Susana atravesó el puente hasta llegar al centro, y desde allí miró aquellas aguas horrendas que corrían huyendo de su propio cauce, y no pudo dominar un estremecimiento de terror. Miró al cielo y aún se veía el resplandor del incendio, y más humo, mucho más humo que antes. Las torres almenadas que limitan el puente en sus dos extremos, las murallas de la ciudad, el mismo Alcázar, colocado arriba, como si quisiera pesar como un gran monolito sobre la ciudad oprimida; el castillo de San Servando descarnado y bordado de recortaduras; todo lo que remataban las dos orillas parecía venirse encima... Desde donde estaba al centro del Tajo había una gran distancia, la suficiente para pensar algo antes de caer. Pero pocos momentos de reconcentración le bastaron para serenarse y adquirir la entereza de ánimo que ya había tenido antes en aquella noche.
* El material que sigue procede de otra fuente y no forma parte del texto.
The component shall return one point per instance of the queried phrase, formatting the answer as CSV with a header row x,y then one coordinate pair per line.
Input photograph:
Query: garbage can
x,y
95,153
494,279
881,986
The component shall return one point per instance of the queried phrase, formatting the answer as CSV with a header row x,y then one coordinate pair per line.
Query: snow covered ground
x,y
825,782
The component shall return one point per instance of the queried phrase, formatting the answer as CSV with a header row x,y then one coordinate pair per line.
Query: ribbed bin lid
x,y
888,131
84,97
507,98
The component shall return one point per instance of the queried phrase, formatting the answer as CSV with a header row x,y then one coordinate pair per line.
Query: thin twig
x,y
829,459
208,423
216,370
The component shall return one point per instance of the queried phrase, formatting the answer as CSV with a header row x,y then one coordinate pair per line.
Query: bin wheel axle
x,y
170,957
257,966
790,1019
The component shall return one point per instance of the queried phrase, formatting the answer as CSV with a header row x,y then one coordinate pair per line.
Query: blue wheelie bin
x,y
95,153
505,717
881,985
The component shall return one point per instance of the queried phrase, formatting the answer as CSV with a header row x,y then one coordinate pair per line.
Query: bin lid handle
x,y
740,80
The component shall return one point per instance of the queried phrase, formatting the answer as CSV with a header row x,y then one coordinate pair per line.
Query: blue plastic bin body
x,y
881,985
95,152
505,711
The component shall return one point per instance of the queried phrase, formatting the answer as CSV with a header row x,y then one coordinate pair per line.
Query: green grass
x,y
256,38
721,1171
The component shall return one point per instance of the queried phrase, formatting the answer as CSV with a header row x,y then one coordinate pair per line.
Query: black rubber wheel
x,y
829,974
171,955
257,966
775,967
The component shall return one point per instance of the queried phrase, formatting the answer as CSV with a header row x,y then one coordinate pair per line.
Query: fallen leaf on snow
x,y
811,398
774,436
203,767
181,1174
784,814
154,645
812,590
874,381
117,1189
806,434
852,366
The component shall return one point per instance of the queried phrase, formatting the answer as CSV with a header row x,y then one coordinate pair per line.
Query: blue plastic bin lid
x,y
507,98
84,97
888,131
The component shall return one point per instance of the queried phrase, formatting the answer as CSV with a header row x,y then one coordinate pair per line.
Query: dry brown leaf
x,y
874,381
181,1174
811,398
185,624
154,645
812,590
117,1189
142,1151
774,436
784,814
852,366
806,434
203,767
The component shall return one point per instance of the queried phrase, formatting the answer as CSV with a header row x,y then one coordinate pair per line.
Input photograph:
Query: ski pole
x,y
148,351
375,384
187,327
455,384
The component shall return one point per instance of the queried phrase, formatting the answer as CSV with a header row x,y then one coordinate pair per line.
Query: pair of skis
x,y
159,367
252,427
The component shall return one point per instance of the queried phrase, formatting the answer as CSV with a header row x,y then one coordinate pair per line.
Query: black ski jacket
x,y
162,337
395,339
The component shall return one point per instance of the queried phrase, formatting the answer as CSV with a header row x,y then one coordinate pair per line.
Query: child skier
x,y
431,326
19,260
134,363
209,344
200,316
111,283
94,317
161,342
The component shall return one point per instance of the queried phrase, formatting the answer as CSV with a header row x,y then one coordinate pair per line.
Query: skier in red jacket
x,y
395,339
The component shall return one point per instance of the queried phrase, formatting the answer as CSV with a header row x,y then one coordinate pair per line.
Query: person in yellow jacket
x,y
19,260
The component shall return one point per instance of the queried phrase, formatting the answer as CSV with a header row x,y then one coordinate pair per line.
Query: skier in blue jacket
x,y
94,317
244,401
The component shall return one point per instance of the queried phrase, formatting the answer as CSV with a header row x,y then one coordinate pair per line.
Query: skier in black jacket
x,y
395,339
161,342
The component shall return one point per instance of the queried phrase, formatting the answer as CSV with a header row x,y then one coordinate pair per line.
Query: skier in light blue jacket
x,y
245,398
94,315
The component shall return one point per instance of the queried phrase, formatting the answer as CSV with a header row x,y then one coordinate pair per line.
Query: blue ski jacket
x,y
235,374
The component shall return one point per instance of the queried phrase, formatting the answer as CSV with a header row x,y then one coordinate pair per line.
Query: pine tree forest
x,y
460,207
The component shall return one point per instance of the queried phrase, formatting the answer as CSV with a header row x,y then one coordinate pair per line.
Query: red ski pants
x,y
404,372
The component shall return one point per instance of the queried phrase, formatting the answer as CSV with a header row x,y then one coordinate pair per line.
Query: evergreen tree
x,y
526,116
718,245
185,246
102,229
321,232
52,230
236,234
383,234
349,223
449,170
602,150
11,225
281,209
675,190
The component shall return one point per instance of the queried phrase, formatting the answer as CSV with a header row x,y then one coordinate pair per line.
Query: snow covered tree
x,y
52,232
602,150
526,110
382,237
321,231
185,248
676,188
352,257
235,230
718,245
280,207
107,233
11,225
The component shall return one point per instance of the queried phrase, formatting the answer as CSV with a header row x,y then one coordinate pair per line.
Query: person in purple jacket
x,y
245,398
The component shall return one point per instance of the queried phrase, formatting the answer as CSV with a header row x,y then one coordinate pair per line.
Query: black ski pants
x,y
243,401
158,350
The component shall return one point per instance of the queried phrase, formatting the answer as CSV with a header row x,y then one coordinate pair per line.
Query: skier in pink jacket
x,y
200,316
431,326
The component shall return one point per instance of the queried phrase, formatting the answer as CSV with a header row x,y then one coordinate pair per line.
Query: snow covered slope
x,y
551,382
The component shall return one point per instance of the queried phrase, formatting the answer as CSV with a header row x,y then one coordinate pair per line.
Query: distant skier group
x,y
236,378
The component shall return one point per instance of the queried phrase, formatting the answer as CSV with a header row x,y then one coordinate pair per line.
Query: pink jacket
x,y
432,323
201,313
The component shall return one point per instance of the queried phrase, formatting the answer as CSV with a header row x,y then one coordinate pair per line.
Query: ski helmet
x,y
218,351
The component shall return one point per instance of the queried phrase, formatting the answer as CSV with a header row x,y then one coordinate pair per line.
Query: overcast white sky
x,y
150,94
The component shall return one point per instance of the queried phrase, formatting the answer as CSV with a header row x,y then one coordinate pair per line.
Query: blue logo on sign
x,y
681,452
Sus ojos, que poco antes habían derramado algunas lágrimas, estaban secos, y la palidez del rostro era tan intensa, que parecían dos grandes manchas negras, en cuyo fondo brillaba un vivo resplandor cuando los movía. Miró al cielo para ver si aún se notaba el resplandor rojizo y observó que se iba extinguiendo; después desapareció por un momento su rostro bajo el manto, al inclinar la cabeza sobre el pecho; luego la levantó sacudiendo atrás el manto y descubriendo la cabellera y el cuello. Apoyó sus manos en el antepecho, hizo fuerza en ellas y levantó los pies, que volvieron a tocar el suelo al poco rato; se apoyó de nuevo en sus dos manos y alargó el busto fuera del puente. Figuraos el brusco movimiento del que quisiera mirar algo escrito en el intradós del arco. El cuerpo de Susana volteó sobre el antepecho; la seda de su vestido crujió en el aire como el rápido revoleo de un ave de grandes alas, y cayó. Un fuerte espumarajo hirvió en la superficie del gran río al recibir su presa.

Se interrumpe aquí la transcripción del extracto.